My application uses Lucene.NET to index various text files. Since each text file is different in structure, the entire content of each file is stored in a single “content” field.
Some of the text files contains URLs, e.g:
http://domain1.co.uk/blah
http://domain2.co.ru/blahblah
etc.
The code I use to index each file is:
Lucene.Net.Documents.Field fldContent = new Lucene.Net.Documents.Field("content", contents, Lucene.Net.Documents.Field.Store.YES, Lucene.Net.Documents.Field.Index.TOKENIZED, Lucene.Net.Documents.Field.TermVector.YES);
Where “contents” is the file contents.
When querying the file, Lucene returns result only when searching for the exact domain name (e.g domain1.co.uk) and nothing is returned for partial domain name (e.g domain1.co).

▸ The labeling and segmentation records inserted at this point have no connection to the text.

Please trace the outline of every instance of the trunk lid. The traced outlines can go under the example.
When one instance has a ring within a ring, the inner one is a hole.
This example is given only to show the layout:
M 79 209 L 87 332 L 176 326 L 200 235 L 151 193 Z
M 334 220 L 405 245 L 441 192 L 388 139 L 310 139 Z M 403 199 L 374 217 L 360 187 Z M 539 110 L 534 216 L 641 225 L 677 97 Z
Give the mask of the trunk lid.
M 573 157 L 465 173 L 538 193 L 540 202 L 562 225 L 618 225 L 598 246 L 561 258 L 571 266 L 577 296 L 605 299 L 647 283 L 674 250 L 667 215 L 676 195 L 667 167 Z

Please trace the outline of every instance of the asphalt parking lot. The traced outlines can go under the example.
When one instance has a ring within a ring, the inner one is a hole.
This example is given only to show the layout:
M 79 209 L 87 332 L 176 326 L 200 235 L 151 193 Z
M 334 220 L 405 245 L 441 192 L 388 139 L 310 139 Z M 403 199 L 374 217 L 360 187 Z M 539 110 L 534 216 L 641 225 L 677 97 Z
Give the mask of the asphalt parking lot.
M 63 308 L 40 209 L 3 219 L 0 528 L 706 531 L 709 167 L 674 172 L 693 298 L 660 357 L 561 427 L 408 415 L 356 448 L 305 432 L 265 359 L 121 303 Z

The code used to build the query is:
Lucene.Net.Index.Term searchTerm = new Lucene.Net.Index.Term("content", "domain1.co");
Lucene.Net.Search.Query query = new Lucene.Net.Search.TermQuery(searchTerm);
Do you have any idea why must I search using the exact domain name?
The StandardAnalyzer/Tokenizer is the culprit here – it does it’s best to make URLs searchable, but in this case, it will not match a partial hostname. The standard approach is to create a custom analyzer/tokenizer – for this I can point you to another SO question with a similar problem and solution.